A new international consortium to promote Stem Cell-Based Therapy for Huntington’s disease
The Stem Cells for Huntington’s Disease (SC4HD) is a new international consortium created to promote advanced therapy medicinal product (ATMP) through cell transplantation studies on Huntington’s Disease. The entity, made up of twenty-eight renowned researchers from ten countries, has been officially presented in a recent publication in the Journal of Huntington’s Disease.
The main goals of SC4HD researchers are to work together with the HD community, develop criteria and guidance and address the main challenges to rapidly and safely bring potentially beneficial stem cell-based therapies to patients with this devastating disease.
According to Josep M. Canals, director of Creatio and member of the steering committee of SC4HD, “there is an exciting opportunity to apply stem cell-based therapies in Huntington’s disease (HD), a devastating neurodegenerative disease that mainly affects neurons in the brain nucleus known as striatum”. Josep M. Canals is a tenured university lecturer at the Department of Biomedical Sciences of the Faculty of Medicine and Health Sciences of the UB, and director of the Production and Validation Center for Advanced Therapies (Creatio), a TECNIO center for the production of Advanced Therapy Medicinal Products (ATMPs) in Catalonia. Also, he leads the Stem Cell and Regenerative research group of the UB.

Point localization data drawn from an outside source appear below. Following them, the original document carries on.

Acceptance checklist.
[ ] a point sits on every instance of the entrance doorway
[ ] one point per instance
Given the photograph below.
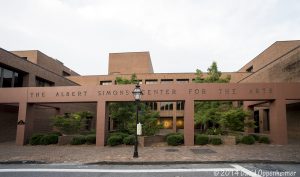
(8, 119)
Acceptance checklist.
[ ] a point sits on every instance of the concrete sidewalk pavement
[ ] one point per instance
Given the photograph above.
(84, 154)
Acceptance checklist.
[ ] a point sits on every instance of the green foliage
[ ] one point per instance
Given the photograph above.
(124, 113)
(56, 133)
(43, 139)
(170, 134)
(215, 140)
(233, 119)
(49, 139)
(79, 139)
(264, 139)
(121, 134)
(90, 139)
(201, 139)
(248, 140)
(214, 131)
(114, 140)
(36, 139)
(175, 140)
(255, 136)
(213, 75)
(70, 123)
(129, 140)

To date, most experimental cell therapies have focused on the striatum aiming to replace the lost striatal neurons during the disease process. Therefore, this aims to repair the neuronal circuit and increase the survival of the remaining neuronal and glial striatal cells. Technological advances aimed to direct the differentiation of stem cells to desired neural types have opened new strategies for restoring damaged neuronal circuits in Huntington’s.
The SC4H consortium brings together experts in stem cell biology, cell transplantation, clinical grade cell production, neurosurgery, and clinical evaluation. Its aim is to accelerate the safe clinical translation of stem cell therapy and to provide a comprehensive standardization and guidance for the field, spanning the full range of therapeutic considerations.